Il en fut de même, quoique sous une autre forme, au seizième siècle. Les chefs de la réformation firent passer leur esprit dans leurs églises respectives. Sans doute l’élément mystique n’est pas étranger à Calvin, comme on peut l’établir par de nombreux passages de ses écrits. Luther de son côté n’est pas mystique au sens étroit du mot. Mais il est pourtant certain et vrai que ce dernier tient très positivement par le côté intérieur de sa vie chrétienne à la mystique de Tauler, de Gerson, de la théologie allemande, de Staupitz, et qu’il l’a richement cultivée et développée dans sa propre théologie ; tandis que Calvin, formé sous une autre influence, a mis à la base de tout son système beaucoup plus le principe de la dépendance absolue de l’homme à l’égard de Dieu, que celui de son union avec Lui. Et cette différence d’esprit s’est naturellement prolongée dans le développement doctrinal des deux Églises. L’une, la nôtre, a formellement légitimé la Mystique en acceptant comme article de foi la doctrine de l’union mystique avec Dieu (unio cum Deo mystica) ; l’autre, la réformée, a au contraire, et notamment en France, éloigné ce point dogmatique en mettant à sa place l’immutabilité du décret du salut, et le don de la persévérance (donum perseverantiae), du côté de Dieu, et la ferme certitude du salut avec la pleine assurance de la consolation, (certitudo salutis et firma consolatio) du côté du croyant élu.

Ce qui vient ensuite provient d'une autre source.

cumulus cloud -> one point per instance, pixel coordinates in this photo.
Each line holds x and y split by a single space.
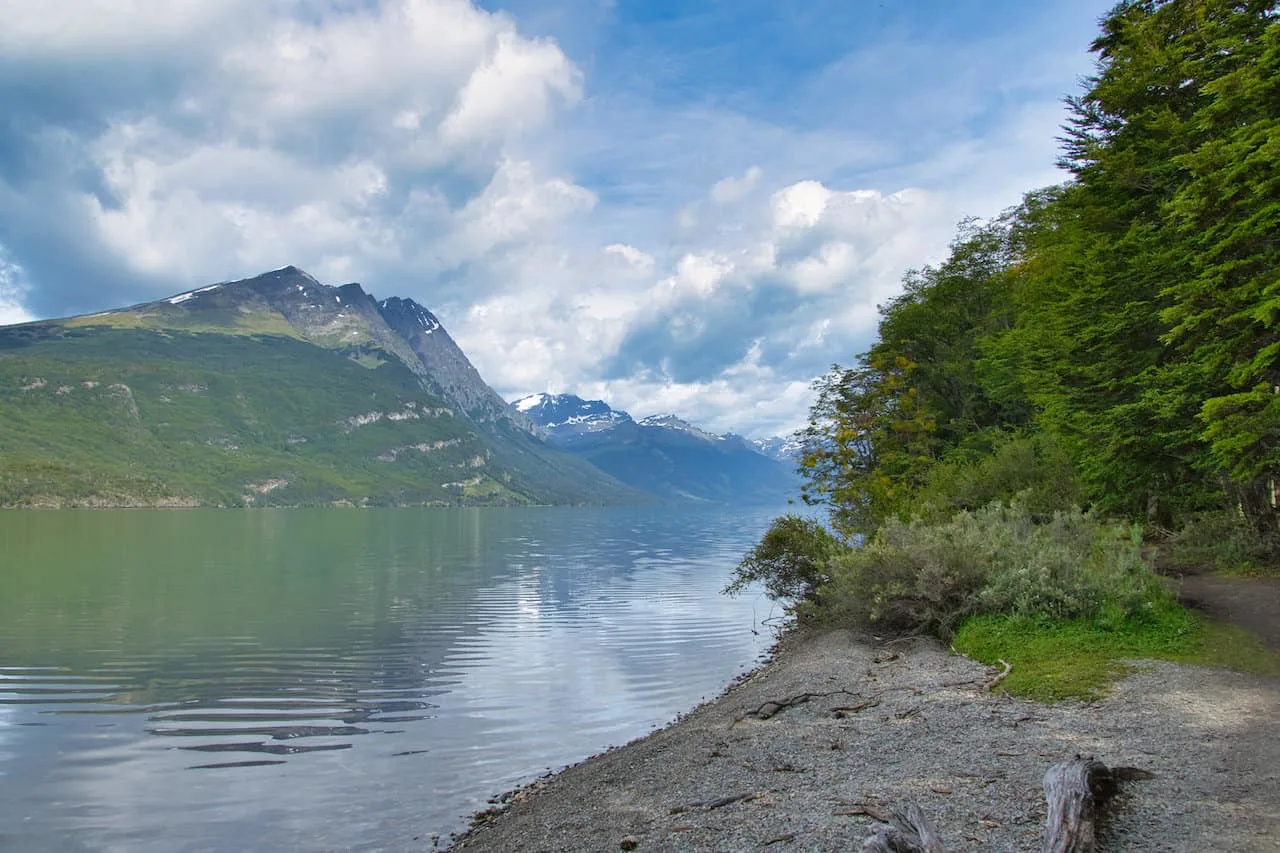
13 290
731 327
663 255
338 138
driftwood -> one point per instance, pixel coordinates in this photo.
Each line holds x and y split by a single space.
1075 790
908 831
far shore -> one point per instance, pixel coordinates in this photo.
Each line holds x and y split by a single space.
836 729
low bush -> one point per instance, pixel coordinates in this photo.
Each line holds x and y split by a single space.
926 576
1002 466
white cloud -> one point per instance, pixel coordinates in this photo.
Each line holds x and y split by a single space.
662 256
13 290
800 205
636 259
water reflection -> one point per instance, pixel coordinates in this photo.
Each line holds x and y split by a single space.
336 679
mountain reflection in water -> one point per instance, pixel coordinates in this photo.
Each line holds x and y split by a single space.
319 679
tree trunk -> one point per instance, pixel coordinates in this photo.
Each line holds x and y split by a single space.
1075 792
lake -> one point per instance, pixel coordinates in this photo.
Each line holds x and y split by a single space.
342 679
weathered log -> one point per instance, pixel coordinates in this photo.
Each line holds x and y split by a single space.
909 831
1075 792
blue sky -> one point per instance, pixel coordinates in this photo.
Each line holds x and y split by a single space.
675 206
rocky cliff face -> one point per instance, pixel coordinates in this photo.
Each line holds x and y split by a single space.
447 365
321 392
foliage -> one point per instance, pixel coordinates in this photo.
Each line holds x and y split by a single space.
929 576
790 560
876 430
1079 658
1032 468
1118 336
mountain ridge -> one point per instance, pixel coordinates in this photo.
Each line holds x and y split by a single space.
662 454
320 395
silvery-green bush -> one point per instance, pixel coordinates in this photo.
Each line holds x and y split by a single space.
1001 559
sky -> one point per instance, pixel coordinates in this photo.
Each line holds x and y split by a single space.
686 208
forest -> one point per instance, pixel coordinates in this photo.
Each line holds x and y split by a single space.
1088 382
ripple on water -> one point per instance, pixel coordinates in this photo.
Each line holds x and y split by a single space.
375 687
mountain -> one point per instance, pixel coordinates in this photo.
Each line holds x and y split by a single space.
785 448
274 389
662 455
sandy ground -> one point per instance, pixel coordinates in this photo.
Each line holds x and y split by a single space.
837 725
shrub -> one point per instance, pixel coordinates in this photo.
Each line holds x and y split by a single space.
790 560
1032 468
929 576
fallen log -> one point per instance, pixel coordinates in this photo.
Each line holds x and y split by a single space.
908 831
1075 792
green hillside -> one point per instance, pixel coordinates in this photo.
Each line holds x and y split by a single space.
96 415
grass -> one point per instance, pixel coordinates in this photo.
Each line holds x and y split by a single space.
1082 658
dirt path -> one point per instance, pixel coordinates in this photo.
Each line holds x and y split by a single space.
1252 603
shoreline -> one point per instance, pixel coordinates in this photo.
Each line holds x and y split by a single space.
800 752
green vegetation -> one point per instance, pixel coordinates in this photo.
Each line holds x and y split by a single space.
1079 658
790 560
928 576
1110 343
137 416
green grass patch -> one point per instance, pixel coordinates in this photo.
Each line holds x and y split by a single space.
1083 657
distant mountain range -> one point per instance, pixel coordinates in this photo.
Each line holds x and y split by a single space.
278 389
274 389
663 455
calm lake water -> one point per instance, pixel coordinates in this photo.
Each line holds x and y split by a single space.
337 679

Si nous ajoutons que les protestants français n’ont pas fait dans la même mesure que nous ces études historiques qui pouvaient les conduire à une plus saine et plus juste appréciation de la Mystique, cette nouvelle cause unie à la différence d’esprit national que l’histoire confirme si bien, nous expliquera parfaitement leur préjugé et leur antipathie contre elle. Il se pouvait donc que M. de Gasparin, en employant le terme de mystique dans un sens peu flatteur, s’appuyât sur une disposition profondément enracinée et très répandue parmi ses concitoyens. Mais il est digne de remarque qu’il fait, lui le champion de l’orthodoxie, exactement la même chose, quoique dans un autre sens, que le rationalisme vulgaire chez nous, il y a quelques dizaines d’années. Pour lui le mysticisme n’est pas un superflu antirationaliste de foi, mais un minimum de foi, et encore un minimum tout enveloppé de rationalisme ; et s’il fait entre le mysticisme et l’incrédulité une différence, c’est au désavantage du premier.